Cooking Class and the Perfect Deviled Egg

OK–we are definitely making up for lost time.    The very last part of May we attended a cooking class at The Stock Pot.    The menu was derived from whatever was fresh at the Farmers Market and the chef was from one of our favorite restaurants, The Tavern on Brady.    We were in!

We were given a copy of the recipes, a coupon for purchases in the store, and a free pen! 🙂

We attended our first “cooking class” at a local winery a couple of years ago.  We had a great time.    I write “cooking class” because I was surprised the first time we went.    In classes like this, one is not so much an active cooker, but more of an active eater.      The “teacher” assembles the food and explains ingredients and technique while the audience watches and asks questions.    Then you get to EAT THE FOOD!

The menu for our farmers market meal follows:

  • Balsamic Roasted Garlic Bruschetta
  • Perfect Deviled Eggs
  • Grilled Caesar Salad
  • Rosemary-Lemon Roasted Chicken
  • Herb Garlic Roasted Farmers Market Vegetables
  • Blueberry Lavender Cobbler with Streusel Topping

We were the first ones there and Chef Grant welcomed us and chitchatted with us a bit about the farmers market, gardening, and his favorite kitchen utensil.    According to him, one can never have enough tongs.    Since we were so prompt, we got prime seats at the kitchen bar.

Chef Grant was genuine and seemed to be a natural in front of the audience.   He was unassuming and stated that he never gets to make these dishes anymore:   “Executive chefs don’t get to cook that much.”

As we sat down, there was some wonderful bread and roasted balsamic garlic.   OMG!   This was so good.   He shared his technique:

Cut the top off of a head of garlic, place it in a ramekin, pour about 1/3 part olive oil and 2/3 part balsamic (LOTS of balsamic).   Roast in oven about 20 minutes.

The garlic cloves are laying on a thin slice of unsalted butter. Sorry, this picture really doesn’t do it justice.

Next came the  deviled eggs.   Deviled eggs are sort of a specialty at the Tavern and they do many variations like wasabi, curry spiced, and bacon!    Chef asked, “How many cooks are there?”   and answered, “That is how many ways there are to boil eggs.”

Here is his philosophy:

Fill a large pot with water and 1/4 c. vinegar and bring to a boil.   While waiting on water to boil, prepare an ice bath in a large bowl with half ice and half water.   When water is boiling, gently add eggs with a slotted spoon.   Set your timer for 15 minutes.  Transfer eggs to ice bath for 5-10 minutes to cool.   Then, peel eggs.
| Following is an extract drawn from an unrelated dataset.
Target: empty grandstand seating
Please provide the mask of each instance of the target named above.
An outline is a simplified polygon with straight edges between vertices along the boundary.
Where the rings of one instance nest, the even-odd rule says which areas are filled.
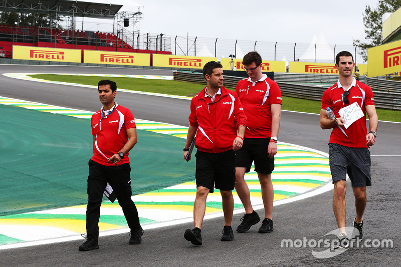
[[[41,42],[112,47],[117,45],[119,48],[132,49],[114,34],[55,28],[14,27],[9,25],[0,26],[0,41],[31,44]]]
There were lots of questions regarding the vinegar, the practice of adding salt (which he said does nothing),  and using old eggs.   Fresh eggs will not peel and you will be left with a clumpy mess.

Here is his recipe for a classic deviled egg:

Classic Deviled Eggs from the Tavern on Brady (Chef Grant Vespasian)

12 eggs (boiled with directions above)
1/3 c. mayonnaise
1/4 c. mustard
2 t. dry mustard
1/4 t. paprika
salt and white pepper to tast
chopped chives for garnishing

Grate yolks through a sieve.   Add grated yolks, mayo, mustard, dry mustard, paprika, salt and pepper to food processor and puree until smooth.   Taste to check seasoning.   Adjust.   Transfer filling to pastry bag with tip and pipe into eggs.

Garnish with more paprika and chopped chives.

He made sure to tell his wait staff not to be stingy with the chives.

Now, my mom makes a mean deviled egg (learned from my grandmother), but let me tell you, these are pretty outstanding deviled eggs.

Absolute perfection.

I can’t wait to share the rest of the recipes from this evening with you.

(Please add the Tavern on Brady to your to do list if you are ever in Tulsa!)